O que teria escrito este cearense que viesse a despertar tão grande número de críticas pejorativas, ocasionando que tantas palavras fossem vertidas nos mais diversos livros de crítica literária no Brasil ? O prefácio de Franklin Távora em O Cabeleira traz uma longa carta a um amigo. Após comentários não pertinentes ao que o autor defende como Literatura do Norte, ao final da sexta página, assim escreve : Venhamos ao assunto desta carta. Em O Cabeleira ofereço-te um tímido ensaio do romance histórico, segundo eu entendo este gênero da literatura....As letras têm, como a política, um certo caráter geográfico; mais no Norte, porém, do que no Sul abundam os elementos para a formação de uma literatura propriamente brasileira, filha da terra.

A razão é óbvia: o Norte ainda não foi invadido como está sendo o Sul de dia em dia pelo estrangeiro.

A feição primitiva, unicamente modificada pela cultura que as raças, as índoles, e os costumes recebem dos tempos ou do progresso, pode-se afirmar que ainda se conserva ali em sua pureza, em sua genuína expressão.
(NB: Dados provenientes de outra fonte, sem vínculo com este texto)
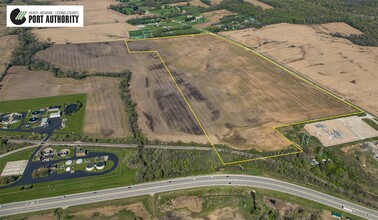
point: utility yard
(237, 96)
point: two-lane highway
(185, 183)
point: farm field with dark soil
(237, 96)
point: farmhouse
(55, 114)
(45, 122)
(53, 108)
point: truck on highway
(347, 209)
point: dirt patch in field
(258, 3)
(192, 203)
(238, 99)
(338, 27)
(100, 24)
(105, 114)
(347, 69)
(180, 214)
(225, 213)
(213, 17)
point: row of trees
(130, 109)
(358, 14)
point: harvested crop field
(91, 57)
(7, 44)
(258, 3)
(238, 99)
(100, 24)
(347, 69)
(213, 17)
(105, 115)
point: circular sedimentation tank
(33, 120)
(90, 166)
(100, 165)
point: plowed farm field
(236, 95)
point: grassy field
(74, 123)
(208, 203)
(121, 176)
(105, 113)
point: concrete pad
(341, 130)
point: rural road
(180, 184)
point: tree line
(359, 14)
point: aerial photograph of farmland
(189, 109)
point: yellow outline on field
(275, 128)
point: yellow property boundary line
(275, 128)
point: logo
(18, 17)
(45, 16)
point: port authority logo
(45, 16)
(18, 17)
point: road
(181, 184)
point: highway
(180, 184)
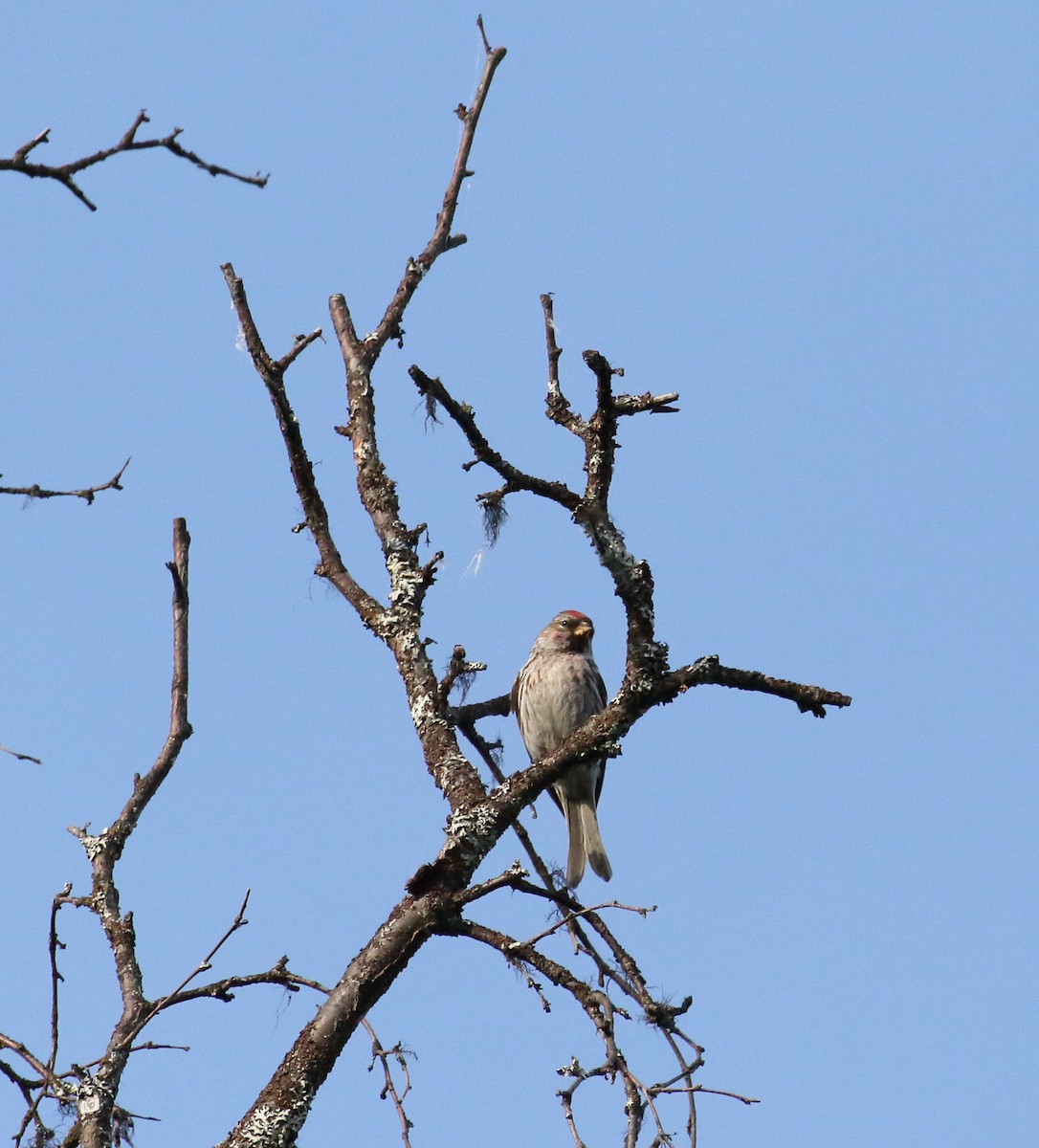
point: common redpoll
(557, 690)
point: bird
(558, 689)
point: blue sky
(818, 223)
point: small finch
(557, 690)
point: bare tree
(442, 898)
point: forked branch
(66, 173)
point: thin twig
(86, 494)
(21, 757)
(64, 173)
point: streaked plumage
(557, 690)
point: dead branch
(86, 494)
(64, 173)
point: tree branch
(64, 173)
(87, 494)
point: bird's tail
(585, 843)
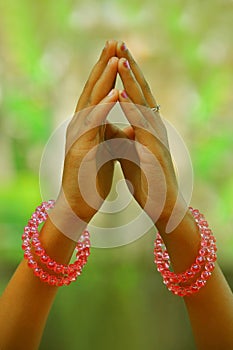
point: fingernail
(111, 92)
(126, 64)
(106, 45)
(124, 94)
(123, 47)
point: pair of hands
(93, 144)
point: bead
(205, 259)
(52, 280)
(37, 271)
(200, 260)
(44, 276)
(212, 257)
(200, 283)
(205, 275)
(39, 251)
(44, 258)
(31, 239)
(32, 263)
(195, 268)
(59, 268)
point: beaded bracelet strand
(202, 267)
(64, 274)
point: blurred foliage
(46, 52)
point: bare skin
(211, 309)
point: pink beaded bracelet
(201, 268)
(64, 274)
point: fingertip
(123, 94)
(113, 94)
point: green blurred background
(46, 52)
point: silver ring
(156, 108)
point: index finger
(122, 51)
(108, 51)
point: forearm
(211, 309)
(25, 304)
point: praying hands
(93, 145)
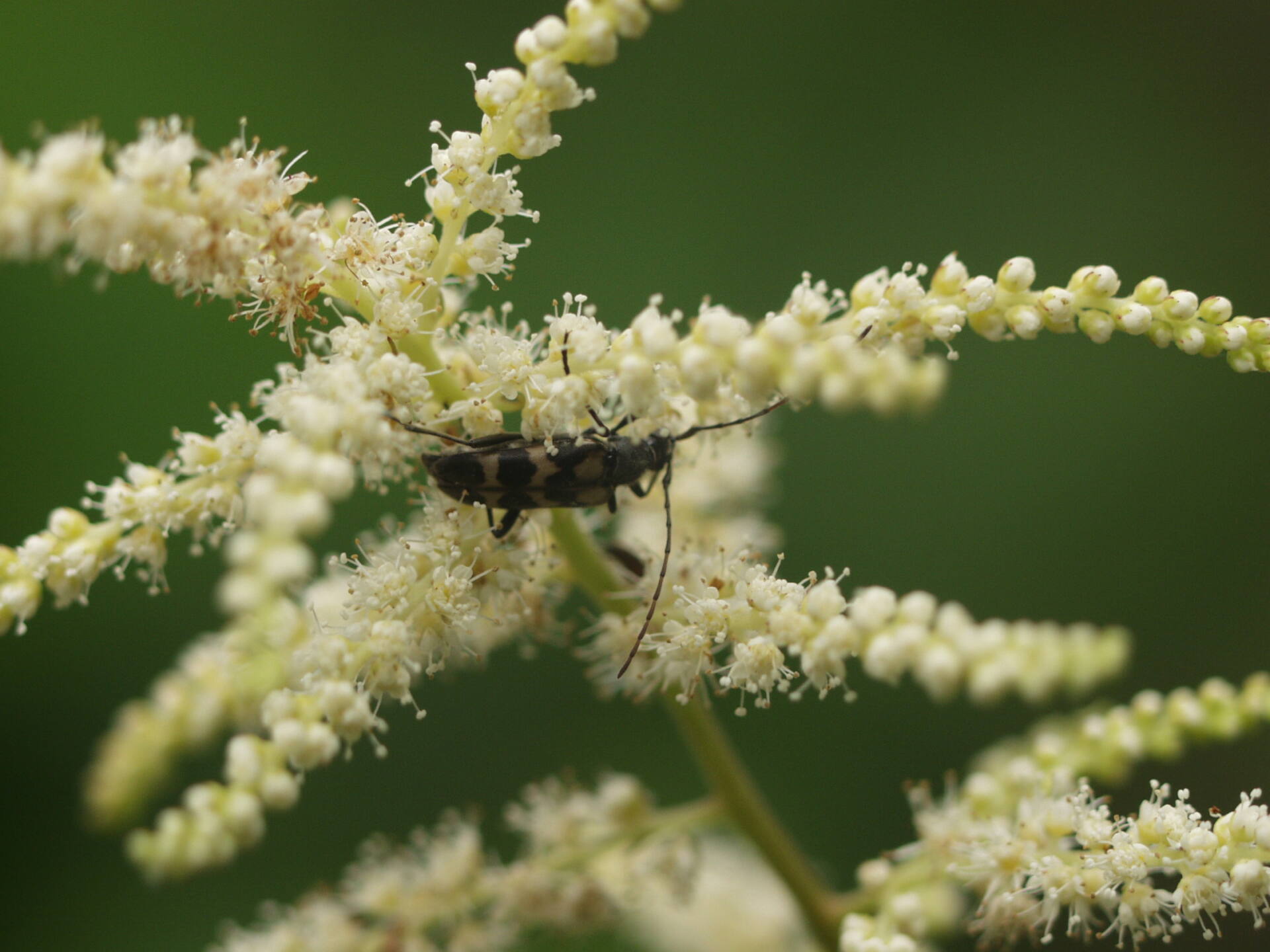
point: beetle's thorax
(629, 460)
Mais adiante, seguindo-se a comentários sobre romances e romancistas do Norte e do Sul, com uma velada crítica a José de Alencar, Franklin Távora retoma sua proposta: ...têm os escritores do Norte que verdadeiramente estimam seu torrão o dever de levantar ainda com luta e esforços os nobres foros dessa grande região, exumar seus tipos legendários, fazer conhecidos seus costumes, suas lendas, sua poesia, máscula, nova, vívida e louçã, tão ignorada no próprio templo onde se sagram as reputações, assim literárias, como políticas, que se enviam às províncias.

Não vai nisto, meu amigo, um baixo sentimento de rivalidade que não aninho em meu coração brasileiro. Proclamo uma verdade irrecusável. Norte e Sul são irmãos, mas são dois. Cada um há de ter uma literatura sua, porque o gênio de um não se confunde com o do outro. Cada um tem suas aspirações, seus interesses, e há de ter, se já não tem, sua política.

Enfim não posso dizer tudo... Depois de haveres lido O Cabeleira, melhor me poderás entender a respeito da criação da literatura setentrional.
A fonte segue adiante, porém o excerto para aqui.